In a few months, I will graduate from Harvard University with a PhD in Population Health Sciences. I still remember writing my Harvard personal statement, which included a paragraph stating my interest in conducting public health research and explaining how my research could benefit local communities in Madagascar. I was so fortunate to have my two mentors, Professors Chris Golden and Karestan Koenen, who fully supported my research interests in climate change, food insecurity, and mental health research in southwestern Madagascar as part of an ongoing HIARA cohort study.

Madagascar lacks trained mental health care specialists. There are only 24 psychiatrists for 30 million people. In the southwestern region of Madagascar, where I have been conducting my dissertation fieldwork since 2022, there is only one psychiatrist for approximately two million people. There were no tools to screen for depression and anxiety disorders. One of my dissertation chapters was to develop and adapt culturally validated tools to screen for mental health in southwestern Madagascar. The first step in developing and adapting tools is to conduct a quantitative study of mental health conceptualization in local communities, as the concept of mental health can differ from cultures and countries. In 2021 and 2022, I conducted key informant interviews with people knowledgeable on mental health in the region, including traditional healers, faith-healing centers, community health workers, nurses, and midwives. Throughout that study, I learned about local mental health syndromes specific to the communities, local idioms to describe psychological distress, coping strategies, and where people seek care when experiencing mental health issues. The interaction with these key informants was my first introduction to global mental health. Each interview felt like a lecture. Yet instead of taking place in the ivory tower at Harvard Chan, these lectures unfolded in a hut, a public clinic, under a tamarind tree, or on a mat, accompanied by the salty breeze of the Mozambican Channel.

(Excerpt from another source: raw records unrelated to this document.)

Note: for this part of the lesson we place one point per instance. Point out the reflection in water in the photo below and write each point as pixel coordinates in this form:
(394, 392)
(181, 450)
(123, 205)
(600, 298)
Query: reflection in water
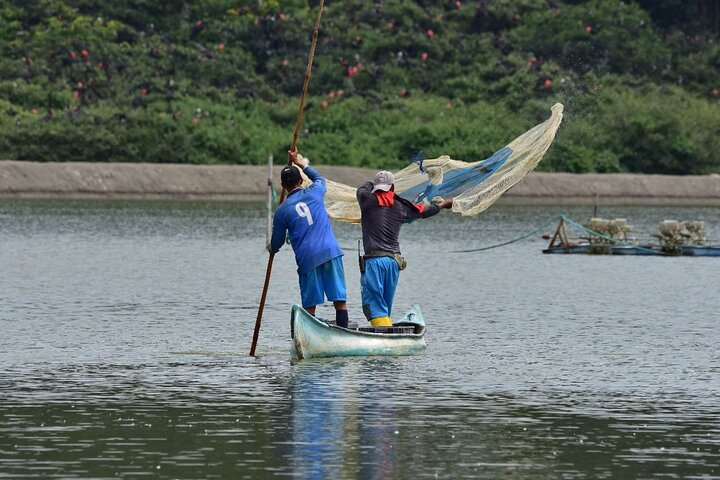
(537, 367)
(340, 430)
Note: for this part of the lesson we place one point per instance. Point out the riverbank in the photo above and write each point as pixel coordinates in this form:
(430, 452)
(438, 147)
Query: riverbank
(249, 183)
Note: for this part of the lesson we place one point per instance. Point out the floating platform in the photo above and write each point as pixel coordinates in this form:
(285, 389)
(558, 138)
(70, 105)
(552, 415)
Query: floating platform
(650, 250)
(609, 237)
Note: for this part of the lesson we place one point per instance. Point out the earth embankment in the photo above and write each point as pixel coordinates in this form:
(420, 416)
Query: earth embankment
(21, 179)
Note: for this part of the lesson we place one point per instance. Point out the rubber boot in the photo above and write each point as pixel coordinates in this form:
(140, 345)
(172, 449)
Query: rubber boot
(341, 318)
(381, 322)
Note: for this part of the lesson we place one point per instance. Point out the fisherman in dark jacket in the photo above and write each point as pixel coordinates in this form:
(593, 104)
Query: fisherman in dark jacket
(383, 213)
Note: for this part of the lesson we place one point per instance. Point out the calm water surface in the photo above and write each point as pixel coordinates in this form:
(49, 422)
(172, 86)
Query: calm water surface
(125, 327)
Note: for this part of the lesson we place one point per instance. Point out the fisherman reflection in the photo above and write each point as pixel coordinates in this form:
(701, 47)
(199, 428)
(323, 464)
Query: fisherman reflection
(341, 429)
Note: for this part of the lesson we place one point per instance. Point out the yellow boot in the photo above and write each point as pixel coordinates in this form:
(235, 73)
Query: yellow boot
(381, 322)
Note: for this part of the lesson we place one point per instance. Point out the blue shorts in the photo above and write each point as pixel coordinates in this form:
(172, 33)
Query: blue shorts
(327, 279)
(378, 285)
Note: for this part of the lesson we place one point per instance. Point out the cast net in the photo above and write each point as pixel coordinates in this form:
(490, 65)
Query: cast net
(474, 185)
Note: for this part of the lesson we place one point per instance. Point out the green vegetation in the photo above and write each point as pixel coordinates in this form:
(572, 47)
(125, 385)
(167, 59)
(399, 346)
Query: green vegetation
(218, 81)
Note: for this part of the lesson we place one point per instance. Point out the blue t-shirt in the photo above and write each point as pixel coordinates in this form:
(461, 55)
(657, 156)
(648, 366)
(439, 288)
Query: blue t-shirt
(303, 215)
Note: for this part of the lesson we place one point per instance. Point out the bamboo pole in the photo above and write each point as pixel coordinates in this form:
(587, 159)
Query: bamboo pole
(298, 123)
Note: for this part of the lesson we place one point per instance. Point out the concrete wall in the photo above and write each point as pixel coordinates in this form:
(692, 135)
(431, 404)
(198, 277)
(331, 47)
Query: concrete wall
(241, 182)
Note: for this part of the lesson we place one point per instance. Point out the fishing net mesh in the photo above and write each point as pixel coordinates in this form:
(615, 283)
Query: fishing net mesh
(473, 185)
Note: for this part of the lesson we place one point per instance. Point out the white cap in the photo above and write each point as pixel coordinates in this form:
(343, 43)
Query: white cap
(384, 180)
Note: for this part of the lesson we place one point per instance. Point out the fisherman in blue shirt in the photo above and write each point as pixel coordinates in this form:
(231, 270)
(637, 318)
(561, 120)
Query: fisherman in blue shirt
(317, 253)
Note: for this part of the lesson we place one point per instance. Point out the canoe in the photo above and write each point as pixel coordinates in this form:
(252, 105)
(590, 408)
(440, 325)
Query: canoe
(315, 338)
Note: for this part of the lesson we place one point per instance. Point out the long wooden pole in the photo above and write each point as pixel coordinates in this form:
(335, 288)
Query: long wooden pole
(298, 123)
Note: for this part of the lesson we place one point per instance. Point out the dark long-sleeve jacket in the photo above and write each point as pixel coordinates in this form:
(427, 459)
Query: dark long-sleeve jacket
(381, 224)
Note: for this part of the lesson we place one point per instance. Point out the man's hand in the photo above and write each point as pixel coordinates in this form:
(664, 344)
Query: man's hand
(297, 159)
(446, 203)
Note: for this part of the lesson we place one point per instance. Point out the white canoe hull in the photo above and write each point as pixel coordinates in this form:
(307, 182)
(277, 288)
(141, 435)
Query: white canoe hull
(313, 338)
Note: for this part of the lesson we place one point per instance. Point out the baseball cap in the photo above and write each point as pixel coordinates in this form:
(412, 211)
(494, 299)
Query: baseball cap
(383, 181)
(290, 175)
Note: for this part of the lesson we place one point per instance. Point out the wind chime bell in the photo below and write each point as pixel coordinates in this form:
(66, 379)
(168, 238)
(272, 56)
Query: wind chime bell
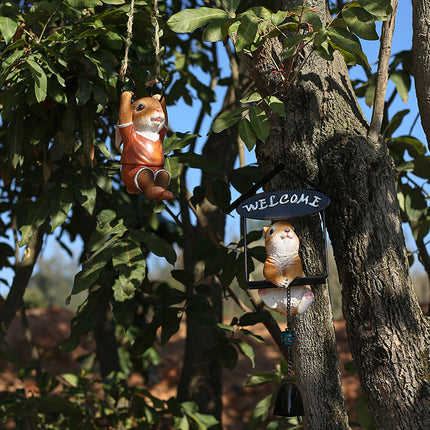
(280, 206)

I came to realize that I learned far more from these informal conversations—by listening to the lived experiences of key informants—than from case studies built around directed questions and anticipated answers.

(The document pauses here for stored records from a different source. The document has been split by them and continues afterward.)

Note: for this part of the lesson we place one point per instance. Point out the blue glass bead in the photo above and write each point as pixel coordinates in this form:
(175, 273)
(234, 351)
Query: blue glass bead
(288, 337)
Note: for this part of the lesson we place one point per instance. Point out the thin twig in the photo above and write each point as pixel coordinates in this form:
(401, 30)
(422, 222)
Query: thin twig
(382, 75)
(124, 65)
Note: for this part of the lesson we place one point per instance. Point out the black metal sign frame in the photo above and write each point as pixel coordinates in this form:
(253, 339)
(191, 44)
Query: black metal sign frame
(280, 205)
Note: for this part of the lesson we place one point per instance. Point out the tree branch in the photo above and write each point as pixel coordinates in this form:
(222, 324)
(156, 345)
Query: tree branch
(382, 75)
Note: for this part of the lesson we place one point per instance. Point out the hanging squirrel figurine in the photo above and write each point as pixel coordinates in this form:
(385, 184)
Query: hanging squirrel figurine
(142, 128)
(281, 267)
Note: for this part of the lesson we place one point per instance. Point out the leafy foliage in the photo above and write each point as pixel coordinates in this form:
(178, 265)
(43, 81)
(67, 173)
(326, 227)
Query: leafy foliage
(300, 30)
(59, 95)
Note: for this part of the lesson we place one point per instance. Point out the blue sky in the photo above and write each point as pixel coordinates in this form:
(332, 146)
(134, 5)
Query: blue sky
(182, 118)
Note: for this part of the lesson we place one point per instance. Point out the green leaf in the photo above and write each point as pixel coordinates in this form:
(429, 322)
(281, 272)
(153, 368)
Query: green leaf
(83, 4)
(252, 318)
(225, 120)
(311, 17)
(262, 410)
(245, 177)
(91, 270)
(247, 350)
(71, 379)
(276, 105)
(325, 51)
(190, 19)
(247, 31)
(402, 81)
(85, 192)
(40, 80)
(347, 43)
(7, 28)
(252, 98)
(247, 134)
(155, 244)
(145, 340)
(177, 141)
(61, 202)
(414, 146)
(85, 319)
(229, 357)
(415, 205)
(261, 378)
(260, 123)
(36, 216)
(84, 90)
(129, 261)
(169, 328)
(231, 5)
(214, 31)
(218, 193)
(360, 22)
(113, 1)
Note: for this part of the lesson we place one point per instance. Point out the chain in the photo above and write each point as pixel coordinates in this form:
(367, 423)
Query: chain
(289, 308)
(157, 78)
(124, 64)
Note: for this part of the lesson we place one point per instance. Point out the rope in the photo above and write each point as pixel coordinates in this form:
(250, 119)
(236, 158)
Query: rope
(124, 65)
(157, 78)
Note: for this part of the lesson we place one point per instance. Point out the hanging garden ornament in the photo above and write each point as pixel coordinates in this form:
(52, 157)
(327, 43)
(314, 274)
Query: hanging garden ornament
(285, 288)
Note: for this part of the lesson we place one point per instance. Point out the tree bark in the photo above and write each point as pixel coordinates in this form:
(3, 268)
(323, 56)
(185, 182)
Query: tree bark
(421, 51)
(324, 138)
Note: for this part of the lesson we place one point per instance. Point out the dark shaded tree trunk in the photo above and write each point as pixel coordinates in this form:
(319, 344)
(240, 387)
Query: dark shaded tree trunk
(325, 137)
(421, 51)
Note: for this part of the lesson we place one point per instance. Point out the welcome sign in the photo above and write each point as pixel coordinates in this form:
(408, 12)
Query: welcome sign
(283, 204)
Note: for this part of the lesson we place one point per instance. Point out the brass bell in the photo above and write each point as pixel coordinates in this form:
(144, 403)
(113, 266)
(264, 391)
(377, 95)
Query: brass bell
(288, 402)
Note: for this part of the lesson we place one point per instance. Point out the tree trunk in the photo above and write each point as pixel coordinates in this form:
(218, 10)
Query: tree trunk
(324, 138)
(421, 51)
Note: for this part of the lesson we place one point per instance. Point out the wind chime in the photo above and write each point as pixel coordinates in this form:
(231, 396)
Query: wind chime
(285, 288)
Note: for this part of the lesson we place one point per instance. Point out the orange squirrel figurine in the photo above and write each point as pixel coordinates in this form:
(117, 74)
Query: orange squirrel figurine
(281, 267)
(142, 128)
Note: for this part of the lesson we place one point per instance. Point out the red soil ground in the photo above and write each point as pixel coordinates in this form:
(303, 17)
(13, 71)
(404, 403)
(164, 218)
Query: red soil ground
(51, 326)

At the end of my interview, some participants asked whether I planned to provide mental health prevention training in the future. That was a daunting question, as I just started my global mental health journey with the interaction I had with them.
A few years later, I decided to apply for the Rose Service Learning Fellowship to give back to my community. With Omena, we organized a two-day participatory workshop in Toliara, in southwestern Madagascar. Participants included nurses, midwives, physicians, educators, community health volunteers, and academics in the southwestern region of Madagascar. A few participants I interviewed three years ago were among the key informants who provided me with my first “lecture” on global mental health. Participants received training on recognizing emotional abuse and trauma, strengthening emotional intelligence, and applying practical emotional regulation techniques, skills they can now integrate into everyday patient care. Most importantly, participants learnt how to administer the culturally adapted 8-item Patient Health Questionnaire (PHQ-8) to screen for depression in southwestern Madagascar. Some of the participants co-authored the article I published in the Global Mental Health journal related to the validation of the PHQ-8 in southwestern Madagascar. Some clinics in southwestern Madagascar have been administering the PHQ-8 since then.

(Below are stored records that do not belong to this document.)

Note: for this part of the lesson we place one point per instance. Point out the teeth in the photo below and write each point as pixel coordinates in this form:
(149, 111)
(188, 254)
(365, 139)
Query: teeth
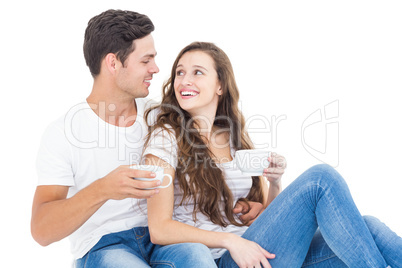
(188, 93)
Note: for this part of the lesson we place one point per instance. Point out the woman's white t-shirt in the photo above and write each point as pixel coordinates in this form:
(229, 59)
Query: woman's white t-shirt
(163, 144)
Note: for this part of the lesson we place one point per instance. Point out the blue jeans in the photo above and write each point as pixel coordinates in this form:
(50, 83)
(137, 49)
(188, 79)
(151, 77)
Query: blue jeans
(315, 223)
(133, 248)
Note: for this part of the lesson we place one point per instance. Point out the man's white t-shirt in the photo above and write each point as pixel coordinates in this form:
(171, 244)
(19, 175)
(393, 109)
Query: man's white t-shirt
(78, 149)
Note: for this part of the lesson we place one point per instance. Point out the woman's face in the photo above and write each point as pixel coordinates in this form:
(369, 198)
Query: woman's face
(196, 84)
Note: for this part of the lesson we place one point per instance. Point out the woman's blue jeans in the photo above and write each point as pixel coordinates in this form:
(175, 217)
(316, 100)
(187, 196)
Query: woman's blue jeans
(133, 248)
(320, 198)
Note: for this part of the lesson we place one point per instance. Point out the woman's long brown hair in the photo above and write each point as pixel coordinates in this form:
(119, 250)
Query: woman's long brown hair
(205, 185)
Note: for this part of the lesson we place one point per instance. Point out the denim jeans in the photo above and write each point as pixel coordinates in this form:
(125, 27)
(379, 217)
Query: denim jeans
(133, 248)
(315, 223)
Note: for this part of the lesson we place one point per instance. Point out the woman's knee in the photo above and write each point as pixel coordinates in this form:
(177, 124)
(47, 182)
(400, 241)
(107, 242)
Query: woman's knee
(325, 174)
(197, 254)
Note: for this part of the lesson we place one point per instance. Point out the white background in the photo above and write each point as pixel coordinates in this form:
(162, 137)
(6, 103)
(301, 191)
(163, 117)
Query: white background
(291, 58)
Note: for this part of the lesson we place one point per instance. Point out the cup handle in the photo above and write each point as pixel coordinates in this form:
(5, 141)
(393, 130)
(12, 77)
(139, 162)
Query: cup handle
(170, 182)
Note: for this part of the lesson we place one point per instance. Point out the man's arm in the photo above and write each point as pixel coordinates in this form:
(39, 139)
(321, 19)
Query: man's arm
(54, 216)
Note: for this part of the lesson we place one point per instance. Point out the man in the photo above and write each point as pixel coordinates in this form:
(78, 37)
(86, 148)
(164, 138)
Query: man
(86, 188)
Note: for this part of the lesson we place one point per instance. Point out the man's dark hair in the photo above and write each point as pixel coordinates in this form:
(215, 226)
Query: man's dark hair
(113, 31)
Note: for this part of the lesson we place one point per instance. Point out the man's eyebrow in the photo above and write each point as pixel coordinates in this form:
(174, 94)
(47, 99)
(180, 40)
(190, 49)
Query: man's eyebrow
(150, 55)
(194, 66)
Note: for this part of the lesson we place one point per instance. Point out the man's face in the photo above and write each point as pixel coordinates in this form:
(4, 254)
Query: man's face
(135, 76)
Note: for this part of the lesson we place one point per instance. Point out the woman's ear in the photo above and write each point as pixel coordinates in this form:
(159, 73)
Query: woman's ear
(219, 91)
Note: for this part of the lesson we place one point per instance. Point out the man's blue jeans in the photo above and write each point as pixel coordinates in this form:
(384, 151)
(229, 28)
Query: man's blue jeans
(133, 248)
(320, 198)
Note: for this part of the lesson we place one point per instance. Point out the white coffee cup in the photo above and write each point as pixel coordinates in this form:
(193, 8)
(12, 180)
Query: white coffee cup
(157, 170)
(252, 162)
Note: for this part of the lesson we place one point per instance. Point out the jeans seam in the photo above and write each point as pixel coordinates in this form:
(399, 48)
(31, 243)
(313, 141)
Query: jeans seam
(163, 262)
(86, 258)
(320, 260)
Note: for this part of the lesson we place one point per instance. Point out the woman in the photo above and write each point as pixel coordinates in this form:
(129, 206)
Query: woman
(198, 129)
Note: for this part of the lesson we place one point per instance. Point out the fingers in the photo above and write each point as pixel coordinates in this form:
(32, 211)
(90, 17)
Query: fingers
(277, 160)
(238, 208)
(255, 210)
(267, 255)
(136, 173)
(241, 207)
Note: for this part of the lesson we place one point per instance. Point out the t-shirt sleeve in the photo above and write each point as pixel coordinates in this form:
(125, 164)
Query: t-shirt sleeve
(162, 144)
(54, 159)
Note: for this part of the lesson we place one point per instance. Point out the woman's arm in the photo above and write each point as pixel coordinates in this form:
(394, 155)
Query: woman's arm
(274, 175)
(164, 230)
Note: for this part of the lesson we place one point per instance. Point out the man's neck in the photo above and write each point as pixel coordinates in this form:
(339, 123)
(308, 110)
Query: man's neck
(114, 108)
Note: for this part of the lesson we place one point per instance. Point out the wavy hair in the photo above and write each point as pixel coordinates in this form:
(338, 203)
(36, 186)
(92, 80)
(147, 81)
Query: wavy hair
(205, 184)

In sum, my global mental health journey—and my time as a Rose Fellow—taught me humility as a learner. I learned far more from participants when I first allowed myself to be vulnerable. I let them know that I did not have all the answers and that the answers emerged from them. I made the effort to speak their local dialects throughout my presentations. I still remember being corrected when I used the local word manenty (“looking”) instead of mijanjy (“listening”).
As I approach the completion of my academic training at Harvard, I realize that earning a PhD in Population Health Sciences is not about knowledge and prestige, but about becoming more humble—committing myself to lifelong learning in the pursuit of VERITAS.